Earlier than we’re going by way of the code, right here’s some packages libraries that ought to be put in and imported first:
# Putting in Packages!pip set up pandas
!pip isntall seaborn
!pip set up Matplotlib
!pip set up tqdm
!pip set up nltk
!pip set up wordcloud
# Importing Librariesimport pandas as pd
import seaborn as sns
import matplotlib.pyplot as plt
Datasets
Then, we have to obtain the dataset on our native repository. The dataset accommodates varied information from many fields, equivalent to politics, well being, and others. On this challenge, we’ll use the well being information, politics information, and all information as knowledge prepare. Listed below are the variations of information train-test that we’ll gather:
- All information as knowledge prepare and politics information as knowledge check
- All information as knowledge prepare and well being information as knowledge check
- Politics information as knowledge prepare and knowledge check
- Well being information as knowledge prepare and knowledge check
- Politics information as knowledge prepare and well being information as knowledge check
- Well being information as knowledge prepare and politics information as knowledge check
Dataset could be downloaded: here
To stop knowledge bias in knowledge coaching, we should always prepare the pretend information knowledge dan actual information knowledge with the identical quantity (we’ll drop the remaining knowledge that’s an excessive amount of).
Gist Codes
Gist code for all information as knowledge coaching: here
Gist code for well being as knowledge coaching: here
Gist code for politics as knowledge coaching: here
After coaching all information knowledge, politics information knowledge, and well being information knowledge, we are able to discover the accuracy of classifier mannequin as acknowledged beneath.

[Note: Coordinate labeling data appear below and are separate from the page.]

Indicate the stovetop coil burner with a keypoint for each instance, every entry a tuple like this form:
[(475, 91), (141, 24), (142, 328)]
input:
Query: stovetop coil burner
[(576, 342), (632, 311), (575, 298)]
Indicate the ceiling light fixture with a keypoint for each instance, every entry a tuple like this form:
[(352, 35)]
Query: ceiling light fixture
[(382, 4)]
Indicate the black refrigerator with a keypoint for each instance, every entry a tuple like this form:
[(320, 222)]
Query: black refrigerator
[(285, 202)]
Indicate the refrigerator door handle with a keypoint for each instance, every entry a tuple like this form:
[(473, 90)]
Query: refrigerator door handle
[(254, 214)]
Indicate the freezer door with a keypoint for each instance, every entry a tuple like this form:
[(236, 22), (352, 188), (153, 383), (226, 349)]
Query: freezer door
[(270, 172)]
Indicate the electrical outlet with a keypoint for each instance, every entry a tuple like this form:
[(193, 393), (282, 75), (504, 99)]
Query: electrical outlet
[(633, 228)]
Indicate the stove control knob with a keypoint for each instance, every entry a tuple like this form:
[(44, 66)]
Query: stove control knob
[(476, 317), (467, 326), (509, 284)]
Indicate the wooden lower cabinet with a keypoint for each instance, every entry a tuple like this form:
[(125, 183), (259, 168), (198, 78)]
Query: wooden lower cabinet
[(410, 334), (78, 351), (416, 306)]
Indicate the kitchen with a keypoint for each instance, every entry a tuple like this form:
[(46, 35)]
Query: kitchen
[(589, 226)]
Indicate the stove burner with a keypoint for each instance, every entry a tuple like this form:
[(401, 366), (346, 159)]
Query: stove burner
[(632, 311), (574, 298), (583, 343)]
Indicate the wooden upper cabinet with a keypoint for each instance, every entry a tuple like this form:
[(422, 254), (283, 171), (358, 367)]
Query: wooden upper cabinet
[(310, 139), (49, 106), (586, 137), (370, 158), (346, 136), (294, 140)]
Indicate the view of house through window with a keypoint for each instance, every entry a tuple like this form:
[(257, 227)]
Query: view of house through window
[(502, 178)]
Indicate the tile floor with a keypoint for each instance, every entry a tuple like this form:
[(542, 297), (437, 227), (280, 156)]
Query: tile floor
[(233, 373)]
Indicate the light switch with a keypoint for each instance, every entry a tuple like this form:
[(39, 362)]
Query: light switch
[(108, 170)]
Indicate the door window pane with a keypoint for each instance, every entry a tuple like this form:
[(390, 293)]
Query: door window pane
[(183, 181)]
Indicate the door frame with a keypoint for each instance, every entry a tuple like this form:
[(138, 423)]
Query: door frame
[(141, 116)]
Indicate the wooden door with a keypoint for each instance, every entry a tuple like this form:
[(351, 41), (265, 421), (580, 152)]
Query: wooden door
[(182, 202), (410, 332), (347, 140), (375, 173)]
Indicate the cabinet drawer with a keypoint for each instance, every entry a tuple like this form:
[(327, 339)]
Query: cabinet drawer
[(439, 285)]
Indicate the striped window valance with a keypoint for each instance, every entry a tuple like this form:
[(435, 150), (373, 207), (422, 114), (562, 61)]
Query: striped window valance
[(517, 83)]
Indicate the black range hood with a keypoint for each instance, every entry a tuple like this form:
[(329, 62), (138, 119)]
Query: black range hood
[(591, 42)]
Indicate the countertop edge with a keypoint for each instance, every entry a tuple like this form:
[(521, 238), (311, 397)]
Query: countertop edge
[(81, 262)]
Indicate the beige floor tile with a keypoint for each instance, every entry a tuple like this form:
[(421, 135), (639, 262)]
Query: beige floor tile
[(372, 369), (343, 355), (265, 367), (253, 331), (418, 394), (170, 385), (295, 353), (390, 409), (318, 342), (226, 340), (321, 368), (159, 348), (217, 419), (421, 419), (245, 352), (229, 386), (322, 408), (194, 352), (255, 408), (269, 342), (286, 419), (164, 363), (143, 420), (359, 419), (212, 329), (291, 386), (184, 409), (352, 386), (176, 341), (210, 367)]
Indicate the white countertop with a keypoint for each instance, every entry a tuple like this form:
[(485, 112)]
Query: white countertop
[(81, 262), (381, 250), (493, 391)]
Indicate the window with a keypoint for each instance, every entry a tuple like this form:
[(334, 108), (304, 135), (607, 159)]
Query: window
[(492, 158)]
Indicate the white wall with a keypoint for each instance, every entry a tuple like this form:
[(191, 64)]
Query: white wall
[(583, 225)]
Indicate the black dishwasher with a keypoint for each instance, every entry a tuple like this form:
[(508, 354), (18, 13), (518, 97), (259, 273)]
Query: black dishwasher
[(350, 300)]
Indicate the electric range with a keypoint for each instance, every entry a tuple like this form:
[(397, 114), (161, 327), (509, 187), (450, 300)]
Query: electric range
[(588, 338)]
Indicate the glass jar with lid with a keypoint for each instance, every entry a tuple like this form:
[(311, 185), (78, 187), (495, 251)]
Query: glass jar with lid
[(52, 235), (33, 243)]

Accuracy of information prepare mannequin utilizing determination tree methodology is larger than logistic regression methodology for all information, politics information, and well being information.
Aside from that, we are able to additionally discover out the accuracy of information testing with varied forms of knowledge coaching used as acknowledged beneath.

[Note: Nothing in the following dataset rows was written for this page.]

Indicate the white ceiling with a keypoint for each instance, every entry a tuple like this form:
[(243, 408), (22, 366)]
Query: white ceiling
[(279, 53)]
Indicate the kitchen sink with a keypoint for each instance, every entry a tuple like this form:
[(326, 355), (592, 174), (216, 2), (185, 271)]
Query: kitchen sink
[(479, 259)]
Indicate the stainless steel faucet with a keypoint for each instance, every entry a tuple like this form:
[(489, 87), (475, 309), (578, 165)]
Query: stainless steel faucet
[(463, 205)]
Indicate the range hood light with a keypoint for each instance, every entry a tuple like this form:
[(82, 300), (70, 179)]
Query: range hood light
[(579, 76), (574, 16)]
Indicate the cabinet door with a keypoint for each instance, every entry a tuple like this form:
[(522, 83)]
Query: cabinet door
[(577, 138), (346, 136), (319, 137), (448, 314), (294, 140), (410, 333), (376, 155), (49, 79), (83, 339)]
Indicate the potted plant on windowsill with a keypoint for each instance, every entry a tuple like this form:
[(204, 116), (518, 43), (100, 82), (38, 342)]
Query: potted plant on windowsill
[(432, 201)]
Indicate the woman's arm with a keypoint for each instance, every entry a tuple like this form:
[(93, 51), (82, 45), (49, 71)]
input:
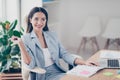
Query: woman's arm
[(24, 53)]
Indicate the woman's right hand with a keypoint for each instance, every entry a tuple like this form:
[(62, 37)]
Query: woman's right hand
[(15, 39)]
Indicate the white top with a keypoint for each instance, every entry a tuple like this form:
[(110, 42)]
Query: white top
[(47, 57)]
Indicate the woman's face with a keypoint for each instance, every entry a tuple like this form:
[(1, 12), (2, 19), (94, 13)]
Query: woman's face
[(38, 21)]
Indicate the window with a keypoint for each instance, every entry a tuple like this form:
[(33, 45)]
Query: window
[(10, 11)]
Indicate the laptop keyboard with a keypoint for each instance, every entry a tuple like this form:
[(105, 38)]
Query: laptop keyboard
[(113, 63)]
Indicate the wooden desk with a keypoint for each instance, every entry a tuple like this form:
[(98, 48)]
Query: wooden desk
[(9, 76), (99, 75)]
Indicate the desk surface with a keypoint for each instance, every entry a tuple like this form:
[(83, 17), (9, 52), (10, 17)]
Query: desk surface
[(99, 75)]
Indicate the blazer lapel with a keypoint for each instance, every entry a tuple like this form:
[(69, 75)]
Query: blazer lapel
[(49, 45)]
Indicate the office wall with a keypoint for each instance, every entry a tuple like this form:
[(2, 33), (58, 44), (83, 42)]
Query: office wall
[(73, 14)]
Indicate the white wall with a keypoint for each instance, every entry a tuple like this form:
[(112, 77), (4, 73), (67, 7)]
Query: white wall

As proven above, accuracy for knowledge testing utilizing determination tree considerably is larger than utilizing logistic regression. However, on well being information as knowledge coaching and knowledge testing, we bought that the accuracy of information check on determination tree methodology is a bit bit decrease than on logistic regression. The accuracy appears low for each methodology if we use completely different sort of knowledge coaching of a unique sort than the info testing. For all information as knowledge coaching and well being information as knowledge testing, we are able to see that the accuracy is the bottom amongst the entire variations that we check. As we checked the all information knowledge itself, we discovered that the info in all information largely about politics (well being information knowledge is lower than 10% of the info). That’s in all probability the rationale why we bought the bottom accuracy, 47.87%, on all information as knowledge coaching and well being as knowledge testing.
From this challenge we are able to conclude a number of fascinating issues, equivalent to:
- Information coaching utilizing determination tree classifier could have higher accuracy than logistic regression with an accuracy worth of as much as 98%.
- The accuracy of information testing will enhance if the coaching knowledge that’s used is in the identical sort as the info testing.
- The accuracy of information testing beneath 80% for knowledge testing with completely different sort of information coaching.